Career Development Office
Formal research training is provided to medical students through the Introduction to Clinical Research curriculum. The curriculum can be taken as an elective workshop during the summer (typically offered during the last three weeks of July) or as an elective course for academic credit (MD 811) offered during the spring semester.
Introduction to Clinical Research
During the 4th year of medical school, students may take a research elective. A wide variety of research electives are available in most clinical and basic science departments, permitting students to pursue opportunities based on their personal interests.
Medical students are eligible to apply for a competitive 12- to 18-month Professional Student Mentored Research Fellowship which can be completed as time permits during their 2nd or 3rd year of medical school. This fellowship provides the student with a $3,000 stipend for participating in a faculty mentored research experience. To be eligible to apply for the program, students must have completed Introduction to Clinical Research as a summer workshop or elective and be in good academic standing.
Support for a Research Year
The University of Kentucky TL1 Training Program in Clinical and Translational Science provides funding to support 1-year of dedicated research training (i.e., break-out year) for exceptional pre-doctoral medical students with skills required to develop a career in multidisciplinary clinical and translational research in health-related fields. Students must be US citizen or permanent resident status. The program provides stipend, tuition, travel and student health support. Opportunities to complete graduate programs (e.g., graduate certificate programs, Masters Degrees) during this year are available.

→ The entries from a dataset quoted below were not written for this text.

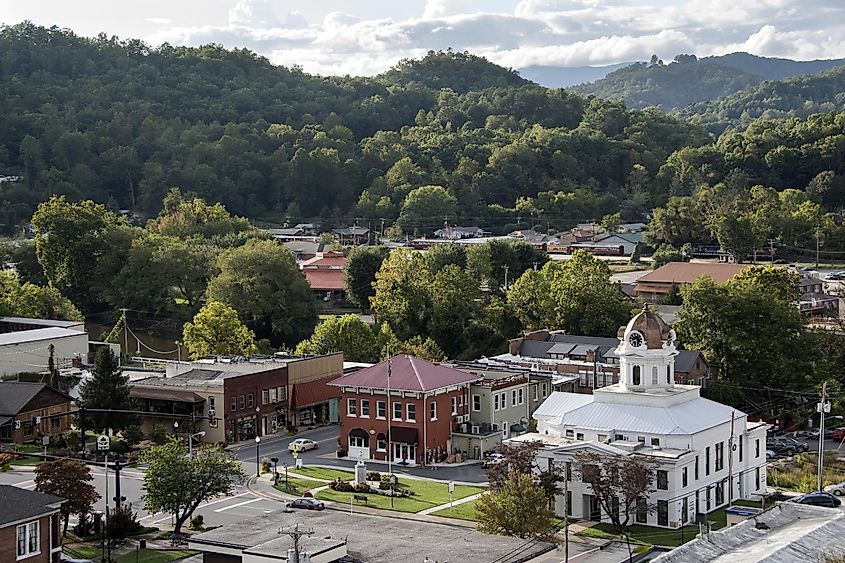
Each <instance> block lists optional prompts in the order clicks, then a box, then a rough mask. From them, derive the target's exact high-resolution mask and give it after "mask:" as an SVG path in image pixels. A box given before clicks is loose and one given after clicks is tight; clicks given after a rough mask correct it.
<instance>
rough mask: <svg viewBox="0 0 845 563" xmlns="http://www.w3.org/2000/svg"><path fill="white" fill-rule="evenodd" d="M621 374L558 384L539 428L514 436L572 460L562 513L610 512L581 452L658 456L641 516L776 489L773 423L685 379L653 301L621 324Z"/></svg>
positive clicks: (605, 519) (564, 461) (640, 511)
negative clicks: (589, 380) (745, 410)
mask: <svg viewBox="0 0 845 563" xmlns="http://www.w3.org/2000/svg"><path fill="white" fill-rule="evenodd" d="M618 338H619V340H618V346H617V348H616V351H615V352H616V357H617V358H618V359H619V370H620V378H619V383H616V384H613V385H609V386H605V387H602V388H598V389H594V390H593V393H592V394H580V393H557V392H556V393H552V395H551V396H550V397H549V398H548V399H546V401H545V402H544V403H543V404H542V405H541V406H540V407H539V408H538V409H537V410H536V412H535V413H534V419H535V420H536V421H537V432H536V433H529V434H523V435H521V436H518V437H517V438H513V439H512V440H510V441H509V443H513V442H515V441H523V440H539V441H541V442H543V448H542V449H541V450H540V452H539V454H538V460H537V463H538V466H540V467H546V466H548V465H549V464H558V465H560V466H561V467H564V466H565V468H566V469H565V473H566V475H567V477H566V479H567V484H566V494H565V495H558V496H557V497H556V499H555V509H556V511H557V513H558V514H561V515H563V514H567V515H570V516H574V517H576V518H583V519H585V520H609V517H608V515H607V514H605V513H603V511H602V509H601V507H600V505H599V503H598V499H597V497H596V496H595V494H594V491H593V490H592V486H591V484H590V482H589V480H588V479H584V478H579V477H578V473H579V472H578V471H574V470H573V469H574V468H573V466H574V465H577V463H578V461H577V460H578V454H579V453H580V452H594V453H597V454H599V455H600V456H601V457H607V458H612V457H614V456H617V457H618V456H643V457H644V458H647V459H648V460H650V461H651V462H652V463H653V464H654V465H655V475H654V485H653V487H652V490H651V491H649V492H648V493H647V494H646V495H644V496H643V498H642V499H641V501H640V502H639V503H638V504H637V507H636V514H634V515H632V521H634V522H635V523H637V524H648V525H656V526H661V527H667V528H677V527H679V526H683V525H684V524H686V523H688V522H691V521H694V520H695V518H696V516H697V515H698V514H707V513H709V512H711V511H713V510H716V509H718V508H721V507H724V506H726V505H728V504H729V503H731V502H732V501H733V500H736V499H754V498H759V497H760V496H761V495H763V494H765V493H766V424H765V423H762V422H751V421H749V420H748V418H747V416H746V414H745V413H743V412H741V411H738V410H736V409H734V408H732V407H729V406H727V405H723V404H721V403H717V402H715V401H711V400H708V399H704V398H702V397H701V396H700V387H698V386H697V385H682V384H679V383H677V382H676V380H675V369H674V368H675V359H676V357H677V354H678V350H677V348H676V346H675V342H676V338H675V334H674V331H673V330H671V329H670V328H669V327H668V326H667V325H666V324H665V323H664V322H663V320H662V319H661V318H660V317H659V316H658V315H656V314H654V313H653V312H652V311H650V310H648V308H645V309H644V310H643V311H642V312H641V313H639V314H638V315H636V316H635V317H634V318H633V319H631V321H630V322H629V323H628V325H627V326H624V327H620V329H619V334H618Z"/></svg>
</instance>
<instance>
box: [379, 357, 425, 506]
mask: <svg viewBox="0 0 845 563" xmlns="http://www.w3.org/2000/svg"><path fill="white" fill-rule="evenodd" d="M391 371H392V366H391V361H390V344H389V343H388V345H387V412H386V413H384V414H385V415H386V416H385V418H387V474H388V475H389V477H388V481H390V508H393V482H394V480H395V478H394V477H393V436H392V435H391V430H392V429H393V425H392V424H391V423H390V419H391V418H393V405H392V404H391V402H390V375H391ZM376 414H378V413H376ZM423 414H425V413H423Z"/></svg>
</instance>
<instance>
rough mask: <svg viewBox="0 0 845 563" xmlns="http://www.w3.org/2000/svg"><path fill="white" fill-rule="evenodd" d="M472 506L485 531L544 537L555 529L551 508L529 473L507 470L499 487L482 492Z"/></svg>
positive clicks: (539, 489)
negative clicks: (510, 471) (503, 481)
mask: <svg viewBox="0 0 845 563" xmlns="http://www.w3.org/2000/svg"><path fill="white" fill-rule="evenodd" d="M475 510H476V513H477V516H478V529H479V531H481V532H484V533H486V534H498V535H503V536H516V537H518V538H531V539H538V540H547V539H551V538H552V537H553V536H554V533H555V527H554V512H553V511H552V510H551V509H549V507H548V501H547V499H546V494H545V492H544V491H543V489H542V488H540V487H539V486H538V485H536V484H535V483H534V478H533V477H532V475H531V474H529V473H523V472H521V471H512V472H510V473H509V474H508V476H507V479H505V481H504V482H503V483H502V485H501V487H499V488H498V489H496V490H495V491H492V492H487V493H485V494H483V495H481V497H480V498H479V499H478V502H477V504H476V508H475Z"/></svg>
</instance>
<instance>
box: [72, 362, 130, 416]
mask: <svg viewBox="0 0 845 563" xmlns="http://www.w3.org/2000/svg"><path fill="white" fill-rule="evenodd" d="M80 400H81V403H82V404H81V406H83V407H85V408H87V409H113V410H132V409H134V408H135V403H134V401H133V400H132V398H131V397H130V396H129V376H128V375H124V374H123V372H122V371H121V369H120V363H119V361H118V358H117V356H115V355H114V352H112V351H111V349H109V348H106V347H103V348H100V350H99V351H98V352H97V357H96V358H95V359H94V368H93V369H92V370H91V379H89V380H87V381H85V383H83V384H82V389H81V390H80ZM87 417H88V418H87V420H86V425H87V426H88V427H90V428H95V429H105V430H106V431H109V430H110V431H112V432H116V431H118V430H123V429H125V428H127V427H129V426H131V425H132V424H137V420H136V419H137V417H136V416H135V415H133V414H128V413H117V412H105V413H89V414H88V415H87Z"/></svg>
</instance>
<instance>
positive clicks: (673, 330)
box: [616, 305, 678, 392]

For more than a decade the MD/PhD Program at the University of Kentucky has provided rigorous education and training to prepare men and women for careers as independent physician-scientists and leaders in academic medicine. The MD/PhD program offers a broad array of PhD graduate training opportunities - in addition to traditional biomedical graduate training in the Anatomy/Neurobiology, Biochemistry, Immunology/Microbiology/Molecular Genetics, Pharmacology, Physiology, Toxicology, and Nutritional Sciences (College of Medicine), training is offered in Biomedical Engineering (The Graduate School), Pharmaceutical Sciences (College of Pharmacy), and Gerontology (College of Public Health). Graduate PhD training in Epidemiology and Biostatistics (College of Public Health) opened to enrollment in 2009 and Clinical and Translational Science (College of Medicine) in 2010. A variety of sources of financial support are available for graduate training.